Gillette has been commissioner for 24 years, but has been an official for 52 years at the high school level. He began as a 19-year-old and has continued on. Today’s athletes graduate and have many other avenues to make money or spend their time.

“Trying to get people involved is very difficult,” he said.

The lack of officials can also have an impact on the court with more games officiated by two-man crews rather than the preferred three.

“Over half our games in the spring had just two-man crews,” Gillette said. “That is why peoples’ bodies started breaking down when they are working four and five nights a week. It doesn’t mean in three-man that you don’t run, but it is shorter distances and your vision and focus is greater.”

Getting involved

Becoming a certified official begins with a simple click of a mouse on the “Become an official” button on the OSAA website. After choosing a sport, they fill out an online information sheet and the OSAA will reach out to the proper association based on where the individual lives.
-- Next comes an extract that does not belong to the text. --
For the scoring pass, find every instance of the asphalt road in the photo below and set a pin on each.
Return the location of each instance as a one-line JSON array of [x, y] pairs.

For basketball, registration and a fee is required as well as a background check. Individuals watch a video on warning signs when an athlete may have suffered a concussion, and there are six required meetings or at least 10 hours of instruction.

“People also have to take a state certification test that is 50 questions,” said Gillette, who said people get three tries at the test.

To officiate at the junior varsity or lower level, people only need to take the test. A varsity-level official must score 75 or better. To qualify for postseason assignments, officials must have three years of experience and score 90 or above.

The latest requirement is to supply a COVID-19 vaccination card or apply for a medical or religious exemption.